Ketua Umum DPP Ormas SKP Andreas Sumual Mengutuk Keras Peristiwa Bom Bunuh Diri Yang Terjadi di Gereja Katedral Makassar

Jakarta,Suaraperjuangan.id - Ketua Umum Dewan Pimpinan Pusat (DPP) Setya Kita Pancasila (SKP) Jakarta mengatakan,mengutuk keras  dan Turut berduka cita yang sedalam-dalamnya atas peristiwa bom bunuh diri yang terjadi di Gereja Katedral dimakasar, Minggu(28/03/2021).


Ketua Dewan Pimpinan Pusat (DPP) Setya Kita Pancasila (SKP) Andreas Sumual  juga menegaskan,Tidak ada ampun bagi terorisme di Indonesia ini terutama kejadian bom bunuh diri yang memakan lima orang korban dan jemaat yang luka - luka saat melakukan ibadah minggu.
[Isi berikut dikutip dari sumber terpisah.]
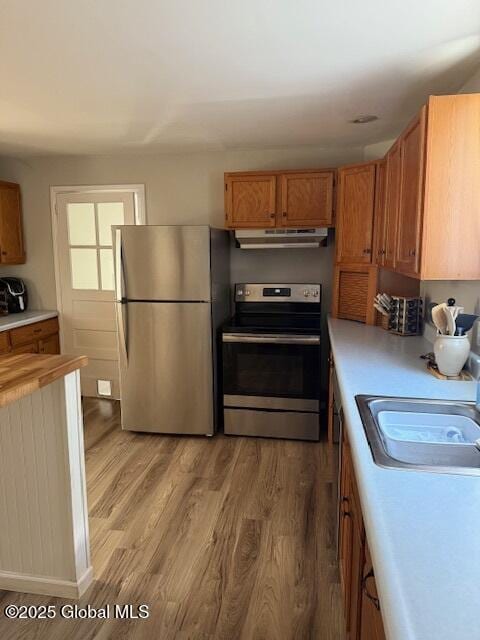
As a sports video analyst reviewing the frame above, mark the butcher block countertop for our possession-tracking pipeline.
[0,353,88,407]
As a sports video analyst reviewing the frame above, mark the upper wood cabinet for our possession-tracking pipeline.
[375,94,480,280]
[382,142,402,269]
[395,107,426,275]
[372,160,387,266]
[225,175,277,229]
[225,169,335,229]
[336,162,376,264]
[0,181,25,264]
[281,171,333,227]
[419,93,480,280]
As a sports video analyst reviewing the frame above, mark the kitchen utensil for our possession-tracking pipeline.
[433,335,470,376]
[456,313,478,333]
[443,306,457,336]
[373,302,390,318]
[432,302,448,335]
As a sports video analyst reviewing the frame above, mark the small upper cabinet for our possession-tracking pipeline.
[395,107,426,275]
[373,160,387,267]
[225,169,335,229]
[0,181,25,264]
[281,171,333,227]
[382,141,402,269]
[225,175,277,229]
[336,162,376,264]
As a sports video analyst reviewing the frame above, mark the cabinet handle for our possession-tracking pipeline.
[362,569,380,611]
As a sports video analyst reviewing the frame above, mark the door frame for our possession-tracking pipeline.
[50,184,147,349]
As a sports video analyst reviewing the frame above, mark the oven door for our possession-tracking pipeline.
[222,333,320,411]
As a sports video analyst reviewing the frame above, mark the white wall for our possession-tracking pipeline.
[363,139,394,162]
[0,147,363,309]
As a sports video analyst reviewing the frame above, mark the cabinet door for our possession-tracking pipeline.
[336,162,375,264]
[349,507,364,640]
[338,437,353,630]
[383,142,402,269]
[38,333,60,355]
[373,160,387,267]
[281,171,334,227]
[225,175,277,229]
[332,264,378,324]
[395,107,425,275]
[0,182,25,264]
[360,543,386,640]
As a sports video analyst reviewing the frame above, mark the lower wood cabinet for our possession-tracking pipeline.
[0,318,60,355]
[339,433,385,640]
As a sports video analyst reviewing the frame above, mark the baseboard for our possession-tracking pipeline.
[0,567,93,600]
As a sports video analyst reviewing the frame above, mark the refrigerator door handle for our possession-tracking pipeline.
[116,302,128,364]
[115,229,125,302]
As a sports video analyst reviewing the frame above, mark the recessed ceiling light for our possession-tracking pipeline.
[350,115,378,124]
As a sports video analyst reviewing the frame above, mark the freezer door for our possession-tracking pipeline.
[116,302,214,434]
[114,225,211,301]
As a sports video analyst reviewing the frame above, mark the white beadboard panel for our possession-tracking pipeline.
[0,371,91,597]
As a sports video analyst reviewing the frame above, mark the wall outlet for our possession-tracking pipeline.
[466,351,480,380]
[97,380,112,396]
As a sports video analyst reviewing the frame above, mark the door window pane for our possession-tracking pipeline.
[97,202,125,247]
[100,249,115,291]
[70,249,98,289]
[67,202,96,245]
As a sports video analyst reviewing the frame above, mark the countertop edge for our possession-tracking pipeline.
[0,309,58,333]
[328,318,480,640]
[0,354,88,408]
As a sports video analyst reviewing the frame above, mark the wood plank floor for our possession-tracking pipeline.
[0,399,345,640]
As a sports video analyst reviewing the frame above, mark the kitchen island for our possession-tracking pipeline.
[0,354,93,598]
[329,319,480,640]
Andreas Sumual Selaku Ketua Umum Dewan Pimpinan Pusat (DPP) Setya Kita Pancasila (SKP) mendukung penuh langkah - langkah yang dilakukan Pemerintah Pusat  dan aparat keamanan TNI -Polri  agar segera mengusut tuntas pelaku pengeboman bunuh diri yang terjadi di Gereja Katedral Makassar Sampai tuntas.




Ketua Umum Dewan Pimpinan Pusat (DPP) Setya Kita Pancasila (SKP) Andreas Sumual menegaskan, tindakan aksi  bom bunuh diri tidak ada urusannya  dengan suku,Ras dan Agama karena tindakan aksi bom bunuh diri itu merupakan kejahatan manusia sendiri tidak ada membawa Suku,Ras dan Agama,ucap Ketua Umum Dewan Pimpinan Pusat (DPP) Setya Kita Pancasila (SKP) Andreas Sumual.


Menurut Ketua Umum Dewan Pimpinan Pusat (DPP) Setya Kita Pancasila (SKP) Andreas Sumual ,Kekerasan yang merusak dan mengancam ketenangan dan keragaman terutama saat melakukan ibadah telah di atur UUD 1945 dan hukumanya sangat berat terutama yang mengancam nyawa manusia.



Maka dari  itu Ketua Dewan Pimpinan Pusat (DPP) Setya Kita Pancasila (SKP) Andreas Sumual melanjutkan,Mari kita jaga kebinekaan, karena walaupun kita berbeda Suku,Ras dan Agama kita itu  Bangsa Indonesia,Ayo bergandengan tangan saling mendukung dan kompak demi kebaikan dan keutuhan Negara Kesatuan Republik Indonesia (NKRI),tutup Ketua Umum Dewan Pimpinan Pusat (DPP) Setya Kita Pancasila (SKP) Andreas Sumual.